Suriye sınırının hemen öte yanında, tepelik bir alandaki YPG üssüne vardık. Milisler kamp ateşleri etrafından toplanmıştı ve ortada bir komutan yok gibiydi. Anarşist ideolojisine uygun şekilde, YPG gevşek şekilde örgütlenmiş, rütbeler yok; herkesin birbirine hitap şekli cinsiyetsiz hevalê kelimesi, yani arkadaş. Liderlerini doğrudan seçiyorlar ve bir general bile kendi elbiselerini kendi yıkamak ve sırası gelince yemek pişirmek zorunda. Tamamı kadınlardan oluşan bir tugayı var, Kadın Savunma Birlikleri ya da YPJ ve tüm komuta kademeleri YPG’den bir erkek ve YPJ’den bir kadından oluşuyor. Askerleri hafif silahlar taşıyor ve muharebeye bedenlerini koruyan zırhlar veya kasklar, hatta botlar bile olmadan giriyorlar, sadece spor ayakkabılar ve Kalaşnikoflarla. Rojava’ya özgü siyah çiçekli eşarplar takıyorlar ki kadınlarla dayanışma içinde, erkekler de benimsemiş bunu.

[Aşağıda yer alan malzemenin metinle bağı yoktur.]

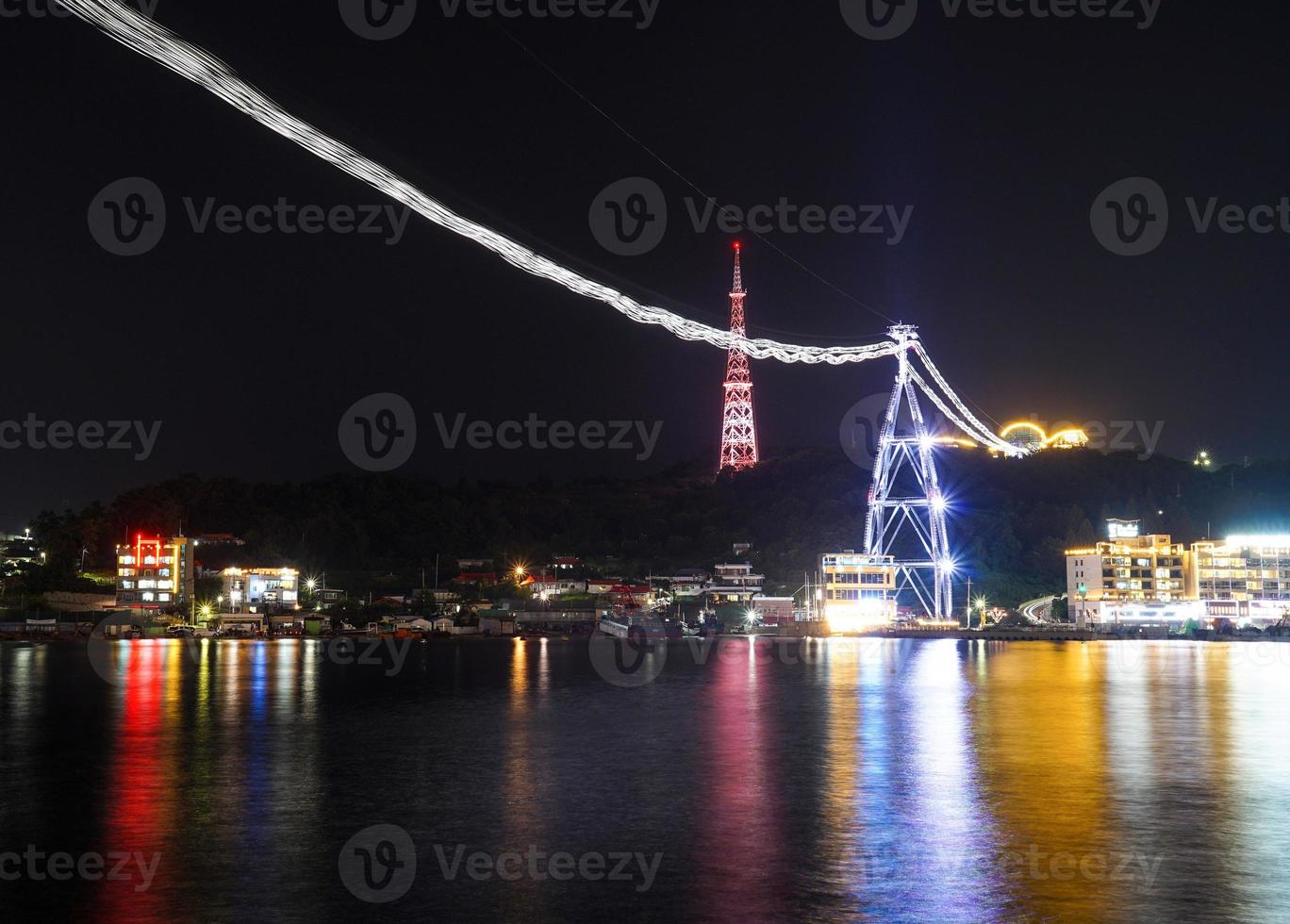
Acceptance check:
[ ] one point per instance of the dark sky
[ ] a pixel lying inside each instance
(1001, 133)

Radikal ideolojisine ve yasadışı PKK ile bağlantısına rağmen, YPG, ABD ordusu ile etkili bir ittifak kurabilmiş (Trump yönetimi bunu bitirme niyetinde olduğu sinyalini verse de). Şu an itibariyle YPG ile birlikte savaşmakta olan, taktik tavsiyeler veren, hava saldırıları için haber gönderen ve patlayıcıları etkisiz hale getiren 500’den fazla Amerikan komandosu var. Suriye’ye vardığım 24 Kasım günü ismen bildiğim Ayn İssa diye bir kasabada, patlayıcı imha teknisyeni bir donanma askeri öldürüldü. Rakka’ya yakın, Sincar’ın 150 mil uzağındaydı. Belden’la buluşmak için oraya gidiyordum.
Rojava’ya gelen tüm gönüllüler, dört betonarme binadan oluşan, akan suyu, kesilip duran elektriği ve bir çamaşır asma ipi olan, patates tarlasına sahip, Akademi denilen bir yerde bir aylık eğitim alıyorlar. Ziyaretim sırasında çoğu Alman ve İtalyan bir düzine acemi askerle tanıştım ama iki Amerikalı, bir İngiliz, bir Finlandiyalı, bir Basklı ve Hong Kong’dan gelmiş bir Tibet vatandaşı da vardı. Barakalarda sırt çantaları ve tüfekleri köşede, bir odada beş kişi yer yatakları üzerinde uyuyorlardı. Şafakta elde Kalaşnikoflar koşuya çıkıyorlardı. Günün geri kalanında silah eğitimi alıyor, anarko feminist ideolojiyi ve gündelik Kürtçeyi öğreniyorlardı.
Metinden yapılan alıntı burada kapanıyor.